Anggota DPR Sebut Kritikan RUU Minerba via Whatsapp Sebagai Teror

Kritik melalui sosial media tidak mengubah ketentuan yang ada serta tidak diakui dalam konsitusi.

oleh Liputan6.com diperbarui 11 Mei 2020, 15:45 WIB
Aktivis berbaring saat menggelar aksi #BersihkanIndonesia di depan Istana Merdeka, Jakarta, Senin (19/8/2019). Aktivis menyerukan kebebasan hakiki dari kerusakan lingkungan dengan meninggalkan sumber energi fosil dari batu bara kotor beralih ke energi bersih terbarukan. (Liputa6.com/Angga Yuniar)

Liputan6.com, Jakarta - Ketua Panja Revisi Undang-Undang Mineral dan Batubara (RUU Minerba), Bambang Wuryanto,  mendorong pihak anti RUU anyar ini agar tidak menyerang para wakil rakyat melalui pesan berantai di WhatsApp. Sebab, perbuatan tersebut termasuk aksi teror.

"Mohon maaf (aksi protes di WhatsApp), itu teror," singkat Bambang dalam rapat kerja virtual Pengambilan Keputusan RUU Minerba, Senin (11/5).

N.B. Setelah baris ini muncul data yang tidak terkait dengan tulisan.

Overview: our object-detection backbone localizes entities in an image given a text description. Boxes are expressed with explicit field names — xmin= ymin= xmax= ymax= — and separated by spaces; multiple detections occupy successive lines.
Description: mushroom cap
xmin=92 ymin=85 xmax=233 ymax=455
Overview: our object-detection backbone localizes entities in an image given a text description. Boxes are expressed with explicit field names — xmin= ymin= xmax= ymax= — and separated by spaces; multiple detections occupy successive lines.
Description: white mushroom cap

Dia mengatakan bagi pihak yang tidak puas dengan rencana pengesahan RUU kontroversial tersebut dapat menempuh jalur judicial review. Sebab, kritik melalui sosial media tidak mengubah ketentuan yang ada serta tidak diakui dalam konsitusi.

Di samping itu, pihaknya membantah jika kilatnya  pembahasan RUU Minerba syarat akan kepentingan taipan tambang. Hal ini dikarenakan  pembahasan RUU tersebut telah dimulai sejak tahun 2015 atau kepengurusan DPR periode sebelumnya.

Terkait proses pembahasan RUU Minerba yang terhitung cepat, diakibatkan oleh ratusan daftar inventarisasi masalah (DIM) yang diberikan pemerintah mayoritas sama. Hal ini sekaligus  membantah anggapan jika DPR RI atau pemerintah bersikap sesuka hati dalam proses penyusunan RUU sektor tambang tersebut.

Terlebih proses penyusunan RUU Minerba merupakan kewenangan DPR RI yang wajib didiskusikan bersama pemerintah. Oleh karenanya, Bambang menuding pihak yang kontra dengan proses revisi RUU sektor tambang tersebut  tidak memahami  mekanisme pembahasan aturan perundang-undangan.

 


Kata Pengamat

Ilustrasi baru bara.

Sebelumnya, Pengamat Institute For Development of Economics and Finance (Indef) Abra Talatov mengecam langkah Pemerintah dan DPR RI yang bersikeras merevisi Undang-Undang Nomor 4 Tahun 2009 tentang Mineral dan Batubara atau RUU Minerba. Langkah ini berpotensi melahirkan kolonialisme jenis baru dalam sektor minerba Tanah Air.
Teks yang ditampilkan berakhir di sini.